Oct. 18 marked my last day in the Maine Senate President’s Office. As I end my time with the Maine Senate and lay the groundwork for my next move, I’m making one of the most challenging, bittersweet decisions I ever will.

Serving as the chief of staff for President Troy Jackson has been one of the greatest honors of my life and has given me experiences and memories that I will never give up. I am endlessly thankful to my team, the fellow staffers, and our elected officials who give their all to move our state forward.

But it’s time. Time to practice some self-care, time to refuel the tank for the next round, time to stop and reflect on what we’ve done and what we will do next. Time to pause. And breathe.

As politicos, we are really, really bad at practicing self-care — one anxiety attack, one meltdown, one sleepless night away from total burnout. Burnout that, at best, sets us, our families, our loved ones, and the people we fight for every day back a step.

Like so many people who have struggled during this pandemic, we need to fix that, if not for ourselves, then at the very least, for each other.
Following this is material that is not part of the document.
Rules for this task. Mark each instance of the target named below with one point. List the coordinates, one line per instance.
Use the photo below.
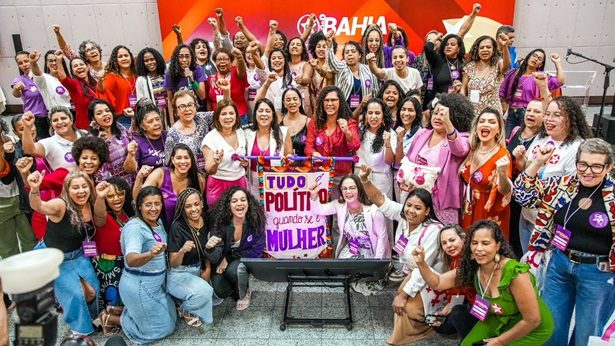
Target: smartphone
(431, 319)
This session sent me to a place where I was often on the brink. I needed to pause, but I didn’t. I needed to practice gratitude and radical acceptance, but I didn’t. Instead, I took on a mindset that I was just a few more emails, just a couple more hours of work, just a handful more conversations from overcoming the constant barrage of anxiety that waited at the wings. I was terribly wrong.

Today, I will always aim to practice gratitude and radical acceptance.

Two thousand four hundred and forty-nine days earlier, I joined the Maine Senate Democrats, a group of people who would quickly become some of my closest friends and family.

It was February 2015, and I was an overeager 25-year-old taking over the reins of the only statewide organization focused on winning a Senate majority for Democrats in Maine. Across the country, Democrats had just taken a beating, and Maine Senate Democrats were no exception, having lost a four-seat majority and landing in the minority to a five-seat Republican majority. I was drinking from a firehose, terrified of what would happen if I couldn’t deliver 18 seats and the majority.

Fast forward to today — Senate Democrats hold the largest majority for any political party in over 30 years, and the results speak for themselves. We have passed nation-leading prescription drug reforms,  expanded access to affordable health care for Mainers, fought to deliver fair wages, paid time off, and countless other victories for Maine’s working families.

We tackled structural inequities in our society , took on the tobacco industry, and made them pay for our struggling rural hospitals and ambulance services. We made it easier for people to stay in their homes, with much-needed property tax relief and protections for renters. We stood up for Maine kids, from improving our broken childcare system to guaranteeing universal school meals for every child. We fully funded our schools, ensuring every kid receives a quality education regardless of zip code.

When other states were moving backward in abortion protections, we expanded access to care. When other states were removing voter protections, we made voting more accessible. We helped make life easier for Maine seniors, veterans, farmers, loggers, truckers, papermakers, lobstermen, teachers, nurses, and countless others.

Together, we did so much. Together, we delivered for Maine.

Days after my 32nd birthday, I am preparing to end this chapter to start the next, and I am so excited about it.

But first, I will pause. And breathe.